Data Analysis and Visualization
Once we have extracted and structured data (or during the extraction and structuring), we always ensure that we have a deep understanding of the data we work with.
This understanding often comes through a combination of creating aggregate results, that we either represent in the form of tables or graphs.
AI and Machine Learning
Making intelligent algorithms
A first group of problems we solve is related to making accurate predictions.
Making accurate predictions can help decision makers and managers make better, data driven decisions.
Thanks to AI, it is possible to discover hidden patterns that are unvisible or undiscoverable by humans. We have a track record in developing the right algorithm to solve particularly complex problems such as price prediction, production capacity, demand, ...
The prediction horizon can vary depending on the need and challenge that we are solving for our client: from hours to ... months and years.

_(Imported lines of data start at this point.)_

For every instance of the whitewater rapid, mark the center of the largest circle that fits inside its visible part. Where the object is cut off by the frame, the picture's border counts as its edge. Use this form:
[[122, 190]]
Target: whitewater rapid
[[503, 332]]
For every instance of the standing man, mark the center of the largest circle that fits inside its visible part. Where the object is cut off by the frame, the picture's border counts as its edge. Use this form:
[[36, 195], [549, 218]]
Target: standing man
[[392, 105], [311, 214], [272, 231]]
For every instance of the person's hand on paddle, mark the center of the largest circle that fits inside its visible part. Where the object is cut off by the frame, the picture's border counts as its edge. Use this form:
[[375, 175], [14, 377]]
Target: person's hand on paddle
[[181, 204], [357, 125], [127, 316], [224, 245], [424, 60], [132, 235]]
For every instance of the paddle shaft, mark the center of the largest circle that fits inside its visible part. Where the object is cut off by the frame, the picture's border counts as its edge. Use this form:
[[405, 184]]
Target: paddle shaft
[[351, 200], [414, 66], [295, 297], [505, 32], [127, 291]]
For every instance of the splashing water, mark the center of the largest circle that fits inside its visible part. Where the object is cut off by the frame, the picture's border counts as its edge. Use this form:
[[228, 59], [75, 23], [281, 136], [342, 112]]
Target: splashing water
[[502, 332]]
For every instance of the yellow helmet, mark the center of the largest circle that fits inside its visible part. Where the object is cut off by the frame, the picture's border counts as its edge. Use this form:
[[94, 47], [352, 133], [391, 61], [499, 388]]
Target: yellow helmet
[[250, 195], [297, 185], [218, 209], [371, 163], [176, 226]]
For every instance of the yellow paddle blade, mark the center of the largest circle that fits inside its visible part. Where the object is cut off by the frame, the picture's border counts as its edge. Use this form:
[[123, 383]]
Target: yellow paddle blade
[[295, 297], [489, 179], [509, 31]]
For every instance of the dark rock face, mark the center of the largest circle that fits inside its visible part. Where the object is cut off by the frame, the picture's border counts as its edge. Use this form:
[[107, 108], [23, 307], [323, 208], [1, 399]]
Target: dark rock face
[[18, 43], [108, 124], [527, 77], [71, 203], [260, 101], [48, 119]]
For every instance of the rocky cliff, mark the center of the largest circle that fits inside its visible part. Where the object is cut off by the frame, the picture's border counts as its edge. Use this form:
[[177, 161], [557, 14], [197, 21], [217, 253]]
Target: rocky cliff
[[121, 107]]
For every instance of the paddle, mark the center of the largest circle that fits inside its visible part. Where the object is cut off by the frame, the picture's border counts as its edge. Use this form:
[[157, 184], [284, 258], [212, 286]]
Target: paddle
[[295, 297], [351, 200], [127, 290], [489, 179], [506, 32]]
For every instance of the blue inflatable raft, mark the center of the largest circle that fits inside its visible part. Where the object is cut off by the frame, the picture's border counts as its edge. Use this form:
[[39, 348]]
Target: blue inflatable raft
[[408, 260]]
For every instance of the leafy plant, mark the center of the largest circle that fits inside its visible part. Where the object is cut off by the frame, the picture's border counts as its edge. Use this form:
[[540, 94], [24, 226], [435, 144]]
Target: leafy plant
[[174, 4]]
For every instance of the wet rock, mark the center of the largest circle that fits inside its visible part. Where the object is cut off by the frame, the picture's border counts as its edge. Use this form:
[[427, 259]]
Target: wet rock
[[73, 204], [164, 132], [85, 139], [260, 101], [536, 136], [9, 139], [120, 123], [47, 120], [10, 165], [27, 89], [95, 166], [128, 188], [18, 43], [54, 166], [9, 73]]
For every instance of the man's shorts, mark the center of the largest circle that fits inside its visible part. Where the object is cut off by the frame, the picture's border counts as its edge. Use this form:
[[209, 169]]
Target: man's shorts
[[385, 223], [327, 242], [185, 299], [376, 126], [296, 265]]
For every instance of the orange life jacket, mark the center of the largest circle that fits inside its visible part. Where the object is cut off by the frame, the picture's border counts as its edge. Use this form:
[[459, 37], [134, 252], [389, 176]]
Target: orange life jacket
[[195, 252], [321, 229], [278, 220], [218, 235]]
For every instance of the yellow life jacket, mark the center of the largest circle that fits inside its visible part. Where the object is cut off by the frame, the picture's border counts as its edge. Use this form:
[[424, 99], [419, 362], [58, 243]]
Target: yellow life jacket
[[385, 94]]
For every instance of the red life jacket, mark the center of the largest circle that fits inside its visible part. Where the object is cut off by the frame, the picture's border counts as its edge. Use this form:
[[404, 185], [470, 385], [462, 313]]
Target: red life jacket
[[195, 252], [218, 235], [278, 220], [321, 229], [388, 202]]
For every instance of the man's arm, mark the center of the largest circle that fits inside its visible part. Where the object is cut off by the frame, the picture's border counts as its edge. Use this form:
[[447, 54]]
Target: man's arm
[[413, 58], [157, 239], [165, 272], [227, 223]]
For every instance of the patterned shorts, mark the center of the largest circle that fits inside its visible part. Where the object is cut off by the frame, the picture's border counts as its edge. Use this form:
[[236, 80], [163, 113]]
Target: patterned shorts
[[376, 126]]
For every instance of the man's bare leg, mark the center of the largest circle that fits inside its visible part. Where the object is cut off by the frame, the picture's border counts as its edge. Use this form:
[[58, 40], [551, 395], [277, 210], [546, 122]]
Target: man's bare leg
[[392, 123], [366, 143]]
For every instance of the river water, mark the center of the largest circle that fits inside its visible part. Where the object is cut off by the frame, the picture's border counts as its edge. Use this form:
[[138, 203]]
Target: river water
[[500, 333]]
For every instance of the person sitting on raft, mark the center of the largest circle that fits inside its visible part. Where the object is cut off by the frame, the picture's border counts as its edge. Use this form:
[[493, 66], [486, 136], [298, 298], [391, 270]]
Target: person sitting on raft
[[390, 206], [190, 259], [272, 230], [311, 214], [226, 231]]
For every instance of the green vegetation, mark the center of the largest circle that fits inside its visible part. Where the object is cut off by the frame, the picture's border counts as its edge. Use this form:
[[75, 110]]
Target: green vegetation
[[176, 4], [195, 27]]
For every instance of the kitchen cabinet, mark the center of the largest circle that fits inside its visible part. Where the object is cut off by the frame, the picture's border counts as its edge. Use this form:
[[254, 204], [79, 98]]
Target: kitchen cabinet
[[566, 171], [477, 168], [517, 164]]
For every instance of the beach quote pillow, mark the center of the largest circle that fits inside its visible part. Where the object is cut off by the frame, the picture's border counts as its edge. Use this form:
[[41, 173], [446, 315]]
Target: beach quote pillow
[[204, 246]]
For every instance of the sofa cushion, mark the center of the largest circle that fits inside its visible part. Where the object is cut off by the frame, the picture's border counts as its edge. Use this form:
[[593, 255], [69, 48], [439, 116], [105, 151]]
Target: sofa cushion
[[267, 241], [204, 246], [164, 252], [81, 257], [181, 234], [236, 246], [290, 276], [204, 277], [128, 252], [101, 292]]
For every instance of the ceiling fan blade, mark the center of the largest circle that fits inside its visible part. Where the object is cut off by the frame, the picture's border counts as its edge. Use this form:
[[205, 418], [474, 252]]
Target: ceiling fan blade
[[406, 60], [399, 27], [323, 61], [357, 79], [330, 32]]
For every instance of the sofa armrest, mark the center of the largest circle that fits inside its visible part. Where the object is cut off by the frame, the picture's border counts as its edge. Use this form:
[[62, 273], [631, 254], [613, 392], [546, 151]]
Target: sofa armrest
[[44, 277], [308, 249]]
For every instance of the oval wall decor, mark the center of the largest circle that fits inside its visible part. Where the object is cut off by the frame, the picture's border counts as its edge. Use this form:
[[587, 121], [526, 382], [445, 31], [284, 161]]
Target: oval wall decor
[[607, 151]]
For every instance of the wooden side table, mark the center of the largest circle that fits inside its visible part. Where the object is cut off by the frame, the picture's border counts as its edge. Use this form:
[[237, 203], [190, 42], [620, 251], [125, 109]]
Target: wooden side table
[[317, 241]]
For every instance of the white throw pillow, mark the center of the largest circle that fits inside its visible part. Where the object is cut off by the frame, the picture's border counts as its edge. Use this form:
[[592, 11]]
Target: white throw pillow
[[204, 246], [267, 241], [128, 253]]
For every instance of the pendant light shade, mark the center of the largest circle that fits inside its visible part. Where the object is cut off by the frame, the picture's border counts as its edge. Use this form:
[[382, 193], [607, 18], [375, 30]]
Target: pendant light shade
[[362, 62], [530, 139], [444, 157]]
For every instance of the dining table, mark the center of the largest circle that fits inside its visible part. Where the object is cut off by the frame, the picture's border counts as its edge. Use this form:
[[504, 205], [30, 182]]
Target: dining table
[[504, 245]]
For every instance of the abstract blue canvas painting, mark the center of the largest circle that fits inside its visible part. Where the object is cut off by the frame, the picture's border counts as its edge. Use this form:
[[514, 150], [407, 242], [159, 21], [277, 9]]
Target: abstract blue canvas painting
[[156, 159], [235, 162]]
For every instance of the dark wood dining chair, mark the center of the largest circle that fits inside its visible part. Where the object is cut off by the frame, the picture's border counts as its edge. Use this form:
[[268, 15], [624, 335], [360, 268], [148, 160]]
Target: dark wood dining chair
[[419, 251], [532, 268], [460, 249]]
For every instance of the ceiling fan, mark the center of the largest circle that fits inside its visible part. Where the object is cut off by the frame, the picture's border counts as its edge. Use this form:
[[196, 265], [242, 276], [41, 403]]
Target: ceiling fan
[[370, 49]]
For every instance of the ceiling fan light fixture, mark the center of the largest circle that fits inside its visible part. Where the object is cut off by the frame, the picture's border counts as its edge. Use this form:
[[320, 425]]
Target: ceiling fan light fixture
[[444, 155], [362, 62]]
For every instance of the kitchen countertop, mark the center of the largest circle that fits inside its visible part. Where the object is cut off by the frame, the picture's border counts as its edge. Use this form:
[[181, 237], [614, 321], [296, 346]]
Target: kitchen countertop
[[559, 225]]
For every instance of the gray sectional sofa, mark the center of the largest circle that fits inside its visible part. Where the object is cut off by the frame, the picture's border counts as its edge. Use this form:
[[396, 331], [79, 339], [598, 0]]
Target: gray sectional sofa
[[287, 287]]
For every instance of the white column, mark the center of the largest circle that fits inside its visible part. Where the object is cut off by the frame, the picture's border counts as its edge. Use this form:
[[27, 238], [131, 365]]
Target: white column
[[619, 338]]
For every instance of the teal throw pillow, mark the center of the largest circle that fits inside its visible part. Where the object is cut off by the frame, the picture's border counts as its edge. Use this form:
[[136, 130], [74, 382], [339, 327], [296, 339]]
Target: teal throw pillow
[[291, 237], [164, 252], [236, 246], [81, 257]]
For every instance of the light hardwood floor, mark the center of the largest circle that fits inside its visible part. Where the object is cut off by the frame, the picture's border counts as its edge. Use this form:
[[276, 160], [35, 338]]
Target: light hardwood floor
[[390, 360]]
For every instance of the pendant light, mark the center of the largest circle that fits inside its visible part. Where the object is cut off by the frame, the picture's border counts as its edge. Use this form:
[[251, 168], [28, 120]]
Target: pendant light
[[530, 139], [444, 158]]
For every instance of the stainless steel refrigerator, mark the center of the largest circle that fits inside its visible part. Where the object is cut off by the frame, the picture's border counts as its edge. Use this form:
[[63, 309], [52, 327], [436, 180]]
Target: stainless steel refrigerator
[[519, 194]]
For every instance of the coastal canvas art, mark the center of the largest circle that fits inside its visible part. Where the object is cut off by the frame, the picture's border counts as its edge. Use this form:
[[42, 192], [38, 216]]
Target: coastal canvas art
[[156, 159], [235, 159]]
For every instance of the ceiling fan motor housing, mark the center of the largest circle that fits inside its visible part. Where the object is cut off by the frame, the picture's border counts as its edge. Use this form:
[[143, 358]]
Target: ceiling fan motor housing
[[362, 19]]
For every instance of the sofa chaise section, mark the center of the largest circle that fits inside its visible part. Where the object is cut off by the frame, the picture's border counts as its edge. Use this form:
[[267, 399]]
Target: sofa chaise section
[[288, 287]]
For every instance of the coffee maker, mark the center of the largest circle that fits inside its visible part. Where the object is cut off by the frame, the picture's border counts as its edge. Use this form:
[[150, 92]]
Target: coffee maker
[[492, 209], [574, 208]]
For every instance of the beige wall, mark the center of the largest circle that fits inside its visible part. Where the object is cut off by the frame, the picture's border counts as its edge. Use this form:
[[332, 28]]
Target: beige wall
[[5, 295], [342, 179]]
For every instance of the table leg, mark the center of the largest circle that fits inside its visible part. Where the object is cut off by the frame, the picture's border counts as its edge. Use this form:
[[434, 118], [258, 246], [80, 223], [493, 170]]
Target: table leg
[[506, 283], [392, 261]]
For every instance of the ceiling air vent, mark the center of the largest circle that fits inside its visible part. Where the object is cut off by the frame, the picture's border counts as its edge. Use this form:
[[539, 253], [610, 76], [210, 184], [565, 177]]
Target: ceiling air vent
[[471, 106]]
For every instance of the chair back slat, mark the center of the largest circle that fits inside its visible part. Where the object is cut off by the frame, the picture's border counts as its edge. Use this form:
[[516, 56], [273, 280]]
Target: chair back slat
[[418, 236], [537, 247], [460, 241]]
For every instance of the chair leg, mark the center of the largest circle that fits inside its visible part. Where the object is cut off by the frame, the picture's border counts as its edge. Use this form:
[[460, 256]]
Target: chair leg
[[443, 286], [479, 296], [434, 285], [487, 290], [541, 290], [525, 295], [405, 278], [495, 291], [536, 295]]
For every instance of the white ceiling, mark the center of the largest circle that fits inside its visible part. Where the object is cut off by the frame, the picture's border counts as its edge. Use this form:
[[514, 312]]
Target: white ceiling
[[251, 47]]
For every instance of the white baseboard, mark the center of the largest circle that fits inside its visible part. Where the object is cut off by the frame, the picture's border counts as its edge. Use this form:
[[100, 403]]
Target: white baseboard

The second group of problems we solve is related to optimizing existing businesses.
Many companies are willing to optimize their operations but struggle to manage several dimensions of a same problem at the same time.
This is where AI can help, by finding the best way to optimize a situation with several factors to be considered at the same time (season, weather, demand,...). We have a track record in solving problems such as setting prices, setting marketing actions, ...
The final group of problems we solve is related to quickly and automatically extracting useful information from videos and images.
Also called Computer Vision, or Machine Vision, we excel in solving problems such as object detection in million of images, parsing key information in thousands of documents, ...in real time.
APIs and integrations
Making our solutions easy to use
Programmatic Interfaces and dashboards
We believe great machine learning applications should be easy to use - whether it is by individual users or other applications. We build both user interfaces and API's - Application Programming Interfaces - to make sure our solutions are easy to integrate in any business.
Software as a Service
- Amazon EC2
We also develop machine learning solutions that serve a wider market need. We offer these solutions as a SaaS - software as a service. We take care both of the development and the infrastructure of the solutions, meaning our clients can scale up and down their use of the solution without incurring any significant fixed costs.
We build these scalable solutions using several cloud infrastructure providers, and technology that is made to scale, such as kubernetes and docker.
For clients who have compliance requirements that disallow them to use externally hosted applications, we provide ways of easily deploy our applications on their own networks.